It seems that in their zeal to promote charter schools, these same individuals who were giving impassioned speeches on how charter schools would provide equity to our students during the WSPTA convention, forgot about the other component of ed reform that they championed through Olympia and hailed as an advance in terms of educating our children, teacher evaluations based on “student growth data” (test scores).

At the convention there was a total of 10 minutes allowed for pro and con remarks on the resolutions before they were put to a vote. Many members were not able to provide their viewpoints. One of these PTA members was a teacher who had insight into the new teacher evaluation system and how that would not impact charter schools. Below was the testimony that she had planned to give:

Charter schools are not bound by the new TPEP (Teacher Principal Evaluation Pilot) law that affects all public school teachers and principals in Washington. This new law is extensive and prescribes strict conditions by which teachers and principals will be judged.

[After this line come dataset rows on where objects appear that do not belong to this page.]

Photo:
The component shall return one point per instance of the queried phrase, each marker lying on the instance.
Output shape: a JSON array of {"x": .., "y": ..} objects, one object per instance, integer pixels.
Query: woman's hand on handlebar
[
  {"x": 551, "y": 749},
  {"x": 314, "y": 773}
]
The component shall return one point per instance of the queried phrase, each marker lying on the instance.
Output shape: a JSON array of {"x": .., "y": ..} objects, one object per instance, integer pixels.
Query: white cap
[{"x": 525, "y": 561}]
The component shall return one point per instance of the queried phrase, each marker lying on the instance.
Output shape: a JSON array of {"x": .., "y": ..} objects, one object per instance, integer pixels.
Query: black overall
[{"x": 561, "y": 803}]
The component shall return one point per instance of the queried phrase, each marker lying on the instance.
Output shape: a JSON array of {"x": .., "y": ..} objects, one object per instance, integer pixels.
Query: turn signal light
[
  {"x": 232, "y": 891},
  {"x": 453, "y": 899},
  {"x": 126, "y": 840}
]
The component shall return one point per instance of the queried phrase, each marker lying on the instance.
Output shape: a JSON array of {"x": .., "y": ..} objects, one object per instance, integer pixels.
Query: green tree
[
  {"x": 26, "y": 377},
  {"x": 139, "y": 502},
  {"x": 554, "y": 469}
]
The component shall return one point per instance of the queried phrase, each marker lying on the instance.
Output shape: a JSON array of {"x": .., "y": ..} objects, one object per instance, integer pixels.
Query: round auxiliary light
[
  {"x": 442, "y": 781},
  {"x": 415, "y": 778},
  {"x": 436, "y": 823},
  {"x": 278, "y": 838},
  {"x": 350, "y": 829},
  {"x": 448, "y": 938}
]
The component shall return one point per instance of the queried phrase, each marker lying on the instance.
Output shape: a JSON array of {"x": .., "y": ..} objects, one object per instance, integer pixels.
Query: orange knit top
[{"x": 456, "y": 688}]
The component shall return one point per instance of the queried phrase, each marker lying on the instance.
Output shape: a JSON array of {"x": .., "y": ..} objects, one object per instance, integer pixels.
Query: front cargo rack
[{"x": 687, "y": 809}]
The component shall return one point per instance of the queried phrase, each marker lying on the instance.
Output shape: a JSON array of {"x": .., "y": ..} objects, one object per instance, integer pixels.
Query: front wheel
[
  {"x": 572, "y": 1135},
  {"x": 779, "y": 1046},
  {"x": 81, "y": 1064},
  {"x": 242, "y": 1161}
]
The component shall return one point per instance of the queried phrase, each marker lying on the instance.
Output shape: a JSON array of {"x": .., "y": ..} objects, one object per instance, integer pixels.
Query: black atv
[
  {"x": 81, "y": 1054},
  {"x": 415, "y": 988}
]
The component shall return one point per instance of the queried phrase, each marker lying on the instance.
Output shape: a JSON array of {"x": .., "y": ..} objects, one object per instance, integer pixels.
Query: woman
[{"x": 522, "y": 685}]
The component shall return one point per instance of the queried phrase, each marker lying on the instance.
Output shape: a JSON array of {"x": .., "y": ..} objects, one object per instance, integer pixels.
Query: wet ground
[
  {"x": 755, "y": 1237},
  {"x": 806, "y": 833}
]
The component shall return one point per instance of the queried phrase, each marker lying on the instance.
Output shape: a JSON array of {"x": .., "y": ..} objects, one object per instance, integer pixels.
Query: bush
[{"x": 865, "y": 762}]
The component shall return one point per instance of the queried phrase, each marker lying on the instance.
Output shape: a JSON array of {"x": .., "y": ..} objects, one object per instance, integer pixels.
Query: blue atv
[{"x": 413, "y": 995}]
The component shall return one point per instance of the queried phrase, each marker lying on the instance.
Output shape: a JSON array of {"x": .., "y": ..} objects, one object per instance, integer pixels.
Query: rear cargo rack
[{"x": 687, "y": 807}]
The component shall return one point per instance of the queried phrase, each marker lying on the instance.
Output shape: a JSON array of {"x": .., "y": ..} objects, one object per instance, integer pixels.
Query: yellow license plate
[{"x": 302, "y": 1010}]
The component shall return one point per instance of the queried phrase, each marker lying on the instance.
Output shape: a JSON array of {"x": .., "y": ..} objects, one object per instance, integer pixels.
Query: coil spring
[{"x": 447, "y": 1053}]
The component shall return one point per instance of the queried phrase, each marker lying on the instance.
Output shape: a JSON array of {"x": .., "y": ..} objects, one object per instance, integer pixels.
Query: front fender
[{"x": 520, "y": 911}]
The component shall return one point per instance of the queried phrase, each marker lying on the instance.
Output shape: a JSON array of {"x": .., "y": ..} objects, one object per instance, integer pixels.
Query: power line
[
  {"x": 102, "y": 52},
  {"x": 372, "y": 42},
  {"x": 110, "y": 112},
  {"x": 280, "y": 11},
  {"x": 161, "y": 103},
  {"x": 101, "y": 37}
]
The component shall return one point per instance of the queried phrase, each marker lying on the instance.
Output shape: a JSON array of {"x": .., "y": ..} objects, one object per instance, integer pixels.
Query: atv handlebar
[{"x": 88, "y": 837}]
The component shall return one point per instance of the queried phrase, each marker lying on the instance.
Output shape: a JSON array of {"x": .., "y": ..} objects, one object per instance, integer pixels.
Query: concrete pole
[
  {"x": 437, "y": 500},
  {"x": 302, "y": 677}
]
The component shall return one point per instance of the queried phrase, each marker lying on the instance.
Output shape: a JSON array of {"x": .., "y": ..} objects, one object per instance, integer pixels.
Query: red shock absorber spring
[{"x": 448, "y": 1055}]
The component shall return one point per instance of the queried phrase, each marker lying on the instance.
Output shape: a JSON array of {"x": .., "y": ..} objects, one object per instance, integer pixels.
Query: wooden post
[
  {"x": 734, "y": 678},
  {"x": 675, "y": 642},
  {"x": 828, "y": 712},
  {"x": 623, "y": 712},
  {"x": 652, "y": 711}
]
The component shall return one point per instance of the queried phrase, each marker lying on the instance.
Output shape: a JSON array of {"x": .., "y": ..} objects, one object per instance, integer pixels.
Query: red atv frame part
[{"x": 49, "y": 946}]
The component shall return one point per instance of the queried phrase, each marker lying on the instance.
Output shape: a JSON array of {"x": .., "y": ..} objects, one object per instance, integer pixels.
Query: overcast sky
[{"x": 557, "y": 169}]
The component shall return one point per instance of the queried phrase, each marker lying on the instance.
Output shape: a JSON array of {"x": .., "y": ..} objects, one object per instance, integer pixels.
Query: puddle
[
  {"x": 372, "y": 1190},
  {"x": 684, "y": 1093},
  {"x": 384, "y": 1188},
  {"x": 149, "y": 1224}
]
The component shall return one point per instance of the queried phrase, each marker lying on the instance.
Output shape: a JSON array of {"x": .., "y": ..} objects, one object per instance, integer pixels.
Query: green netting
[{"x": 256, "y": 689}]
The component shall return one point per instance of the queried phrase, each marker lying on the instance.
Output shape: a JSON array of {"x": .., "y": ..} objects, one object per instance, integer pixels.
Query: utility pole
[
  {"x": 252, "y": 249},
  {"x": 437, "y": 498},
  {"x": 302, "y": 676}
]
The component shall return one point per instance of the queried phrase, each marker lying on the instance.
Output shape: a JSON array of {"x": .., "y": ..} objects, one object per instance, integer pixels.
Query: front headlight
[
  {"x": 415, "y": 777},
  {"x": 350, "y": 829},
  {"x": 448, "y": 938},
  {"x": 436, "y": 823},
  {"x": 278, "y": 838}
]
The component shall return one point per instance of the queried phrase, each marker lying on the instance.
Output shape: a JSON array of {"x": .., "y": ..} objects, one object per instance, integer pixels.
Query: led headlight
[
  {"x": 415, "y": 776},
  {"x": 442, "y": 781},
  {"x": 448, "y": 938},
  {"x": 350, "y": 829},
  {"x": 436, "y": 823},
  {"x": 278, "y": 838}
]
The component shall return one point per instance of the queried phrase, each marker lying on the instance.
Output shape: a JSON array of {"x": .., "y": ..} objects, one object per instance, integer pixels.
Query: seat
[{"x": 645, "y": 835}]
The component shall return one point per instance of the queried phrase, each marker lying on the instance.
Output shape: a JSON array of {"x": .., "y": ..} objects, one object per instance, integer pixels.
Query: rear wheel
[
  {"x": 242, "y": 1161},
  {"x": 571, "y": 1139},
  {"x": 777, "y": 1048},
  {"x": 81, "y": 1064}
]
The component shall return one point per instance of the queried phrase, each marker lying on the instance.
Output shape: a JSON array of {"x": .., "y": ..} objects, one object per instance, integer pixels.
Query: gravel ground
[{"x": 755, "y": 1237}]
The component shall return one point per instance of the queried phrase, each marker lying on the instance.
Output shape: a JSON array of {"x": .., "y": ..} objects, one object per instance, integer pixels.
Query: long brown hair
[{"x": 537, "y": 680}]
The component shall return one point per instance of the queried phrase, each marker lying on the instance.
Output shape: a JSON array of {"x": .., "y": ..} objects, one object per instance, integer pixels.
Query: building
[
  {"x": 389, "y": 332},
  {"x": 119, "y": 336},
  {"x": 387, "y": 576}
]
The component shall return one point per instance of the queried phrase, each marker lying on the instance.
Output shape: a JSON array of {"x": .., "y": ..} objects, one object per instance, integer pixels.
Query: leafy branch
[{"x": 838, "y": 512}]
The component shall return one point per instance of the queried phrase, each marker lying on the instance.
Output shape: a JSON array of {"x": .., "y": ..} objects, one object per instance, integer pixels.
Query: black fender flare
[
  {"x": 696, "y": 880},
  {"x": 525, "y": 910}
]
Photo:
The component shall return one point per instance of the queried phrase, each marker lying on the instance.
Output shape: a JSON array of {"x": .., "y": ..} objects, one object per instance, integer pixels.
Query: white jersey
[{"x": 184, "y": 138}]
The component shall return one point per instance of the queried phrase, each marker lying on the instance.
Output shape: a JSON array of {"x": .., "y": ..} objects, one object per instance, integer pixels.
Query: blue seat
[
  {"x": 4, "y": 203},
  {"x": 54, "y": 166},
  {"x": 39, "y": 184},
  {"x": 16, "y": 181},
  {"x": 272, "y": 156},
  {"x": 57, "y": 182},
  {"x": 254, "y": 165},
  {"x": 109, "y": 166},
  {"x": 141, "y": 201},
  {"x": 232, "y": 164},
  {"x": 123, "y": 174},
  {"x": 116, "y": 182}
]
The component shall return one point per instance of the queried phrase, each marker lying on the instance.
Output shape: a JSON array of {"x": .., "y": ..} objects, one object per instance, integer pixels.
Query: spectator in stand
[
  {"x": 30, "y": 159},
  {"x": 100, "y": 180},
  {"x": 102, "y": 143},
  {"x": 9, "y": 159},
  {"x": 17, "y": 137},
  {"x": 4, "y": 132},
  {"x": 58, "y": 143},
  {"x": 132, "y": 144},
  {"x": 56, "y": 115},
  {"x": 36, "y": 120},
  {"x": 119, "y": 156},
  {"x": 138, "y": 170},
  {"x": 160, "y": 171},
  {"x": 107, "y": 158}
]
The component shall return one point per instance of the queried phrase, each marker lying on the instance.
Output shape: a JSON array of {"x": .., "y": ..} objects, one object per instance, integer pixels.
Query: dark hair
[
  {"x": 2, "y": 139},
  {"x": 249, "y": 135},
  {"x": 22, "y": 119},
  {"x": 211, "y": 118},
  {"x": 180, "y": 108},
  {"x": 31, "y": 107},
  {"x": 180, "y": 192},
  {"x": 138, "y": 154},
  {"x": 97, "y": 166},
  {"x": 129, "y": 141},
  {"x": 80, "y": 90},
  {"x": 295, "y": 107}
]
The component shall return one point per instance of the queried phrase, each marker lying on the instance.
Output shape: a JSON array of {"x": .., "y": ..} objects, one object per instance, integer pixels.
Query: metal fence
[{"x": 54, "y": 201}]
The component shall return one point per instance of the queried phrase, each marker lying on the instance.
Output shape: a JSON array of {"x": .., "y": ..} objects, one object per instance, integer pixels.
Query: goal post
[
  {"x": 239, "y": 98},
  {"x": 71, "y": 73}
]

Bellevue and about 20 other districts are part of the pilot right now. We will all be piloting this new instrument during the 2012-2013 school year. At least 20% of our teachers, including experienced teachers who volunteer, all new teachers, teachers on non-continuing contracts, and teachers on provisional contracts will be evaluated using the new criteria. Bellevue went with the “Danielson” framework, which defines excellent teaching using eight criteria. (Districts could go with one of three acceptable structures, including Danielson, that the state decided to allow.)

This pilot project is a very important part of the reform measure passed by the legislature in the last session. Each teacher involved will be evaluated on 8 criteria (high expectations for students, effective teaching practices, individualization, content/curriculum focus, positive learning environment, use of student data to plan/modify instruction, communication/collaboration with parents and community, focus on improving practice) using a four tier rubric that describes levels of accomplishment (unsatisfactory, basic, proficient, and distinguished) in EACH of these areas. In the past, our evaluations have been satisfactory or unsatisfactory overall.

The state is working in collaboration with committees of teachers and administrators in the pilot districts to further refine the system and define how the scoring will work to come up with the overall score. There will be defined courses of action for teachers at certain levels. Professional development will be offered to teachers who need to improve. “Distinguished” teachers will have opportunities to be mentors.

The point is that this whole process will be very extensive and resource intensive. All of us will be devoting many, many hours to this project, applying ideas and new learning in our classrooms, observing each other, collaborating, and working to improve in areas that we self-assess, and providing input for the final product. It will be on-going for years. There will clearly be more classes needed and there may be more testing of students, depending on how the “student data” piece is defined.

Charter schools are completely exempt from all of this! And charter schools, if enacted, will drain resources away from K-12 no matter how you slice it. So people should be aware that, if they want this new evaluation system to result in improvement to teaching and learning, they should be prepared for devoting resources to it. And, if they believe in it, they should not be allowing schools to come into our system that can’t show they have anything close to this sort of framework required of their teachers and administrators. Charter schools, in fact, are exempt from any sort of accountability measures that the State requires for our public schools. They are public schools only in the sense that they USE public dollars to operate.